The Raven Quill seems quite out of touch reading the stars this week, possibly an off planetary alignment has affected the mindset of telling one’s future.
ARIES (Mar 21 – Apr 19)
Dark and dim roads lie ahead. The shadows dance across the trees as you pass them searching for your answers. You will only stay in the dark if you do not search for the flashlight you never knew you had.
TAURUS (Apr 20 – May 20)
Eat cake. Cake fixes all problems. The cake is life. The cake is forever. Cake won’t hurt your feelings.
GEMINI (May 21 – Jun 20)
Some say Gemini’s are quite two faced, I say they are mostly correct in this. Go hide this week til’ you decide which face you want to show. You are making wrong moves at the right times that will cause you problems later. Fix this and wear a paper bag over your face to hide that second one.
CANCER (Jun 21 – Jul 22)
You deserve a new wardrobe even if it is made out of a potato sack for how much effort you have been putting forth lately. If a potato sack is what it takes, you rock that potato sack in burlap.
LEO (Jul 23 – Aug 22)
You feel lately that this is some of the toughest times you have faced so far. Suck it up buttercup, It only gets worse.
VIRGO (Aug 23 – Sep 22)
Eat chocolate, it will help you ease the pain of the heart and mind, and pain of hunger. Seek out the decadence of multitudes of chocolates. Horde these… all of it… horde it all under your bed.
LIBRA (Sep 23 – Oct 22)
You are a ferocious beast emerging from your den. You have been fighting this feeling forever and it has now peaked. Take control Libra! Give into the beast that is inside of you and go full throttle on every task that gave you problems!
SCORPIO (Oct 23 – Nov 21)
You have overcome so much as of late that maybe it’s time for you to take this time and find yourself. Finding yourself will take a bit of time, finding yourself will also take lots of chocolate. Too bad there is a shortage in chocolate in the castle lately. Make friends with a Virgo, they will help you out.
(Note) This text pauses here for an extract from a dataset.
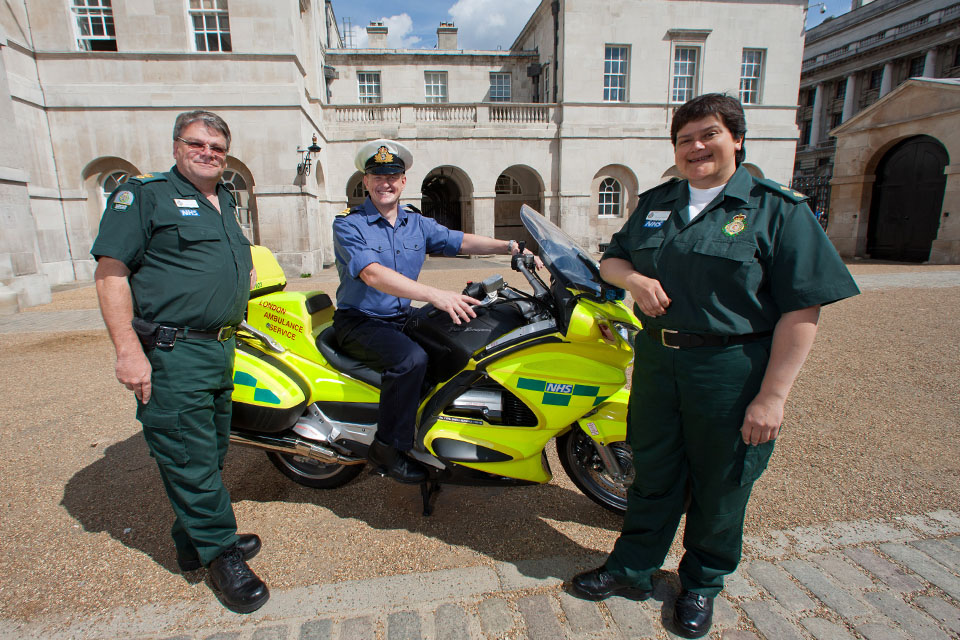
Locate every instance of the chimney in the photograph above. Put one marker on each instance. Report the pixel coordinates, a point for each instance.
(376, 35)
(446, 36)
SAGITTARIUS (Nov 22 – Dec 21)
You have been kind and patient in situations that have found you. Wondering what the next step is that you need to take is up to you. Your heart has fallen into the perfect shape. The only way to help yourself in the next steps into finding your answer is in a Magic Eight Ball. I hear the muggle studies classroom has taken up quite a collection of them.
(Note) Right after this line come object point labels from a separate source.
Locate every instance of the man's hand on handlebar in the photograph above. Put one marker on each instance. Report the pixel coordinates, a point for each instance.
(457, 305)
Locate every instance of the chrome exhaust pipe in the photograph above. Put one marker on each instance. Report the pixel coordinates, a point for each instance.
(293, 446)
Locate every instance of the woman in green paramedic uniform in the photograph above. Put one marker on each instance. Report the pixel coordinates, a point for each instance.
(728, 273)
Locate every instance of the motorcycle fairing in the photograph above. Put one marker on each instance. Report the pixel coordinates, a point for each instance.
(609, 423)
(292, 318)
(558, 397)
CAPRICORN (Dec 22 – Jan 19)
Ice cold in your heart and mind you have been this last week, and that won’t change this next week. A storm is brewing and it’s waiting for the perfect moment to take hold and freeze you completely. Try and find yourself somewhere warm in your mind, or even friends. They will help you through this before it’s too late.
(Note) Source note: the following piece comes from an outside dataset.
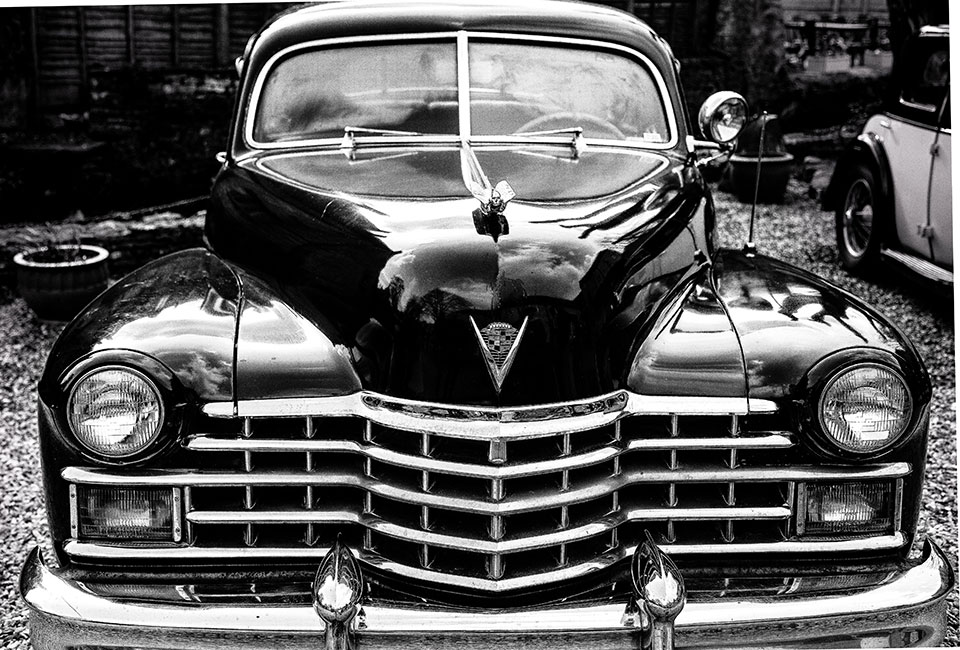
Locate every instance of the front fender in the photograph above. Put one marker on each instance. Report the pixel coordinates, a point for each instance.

AQUARIUS (Jan 20 – Feb 18)
Fisheye soup Friday is here. Pick up a bowl and tell your fortune in your soup bowl. If an eye pops up with stringy eyeball things still attached in the back, it means your dinner will go horribly. If an eyeball pops up at all in your potato soup that of a fish, your dinner will go horribly wrong. Just consider your dinner for Potato soup Friday will go horribly wrong. Get it?
PISCES (Feb 19 – Mar 20)
I see flatulence problems in your future. Whether it’s a whoopie cushion, a spell backfiring, or just true flatulence. Take caution and wear a few car fresheners in your pants. Soon your stinky problem will turn into a refreshing laundry room fresh cotton sheet problem.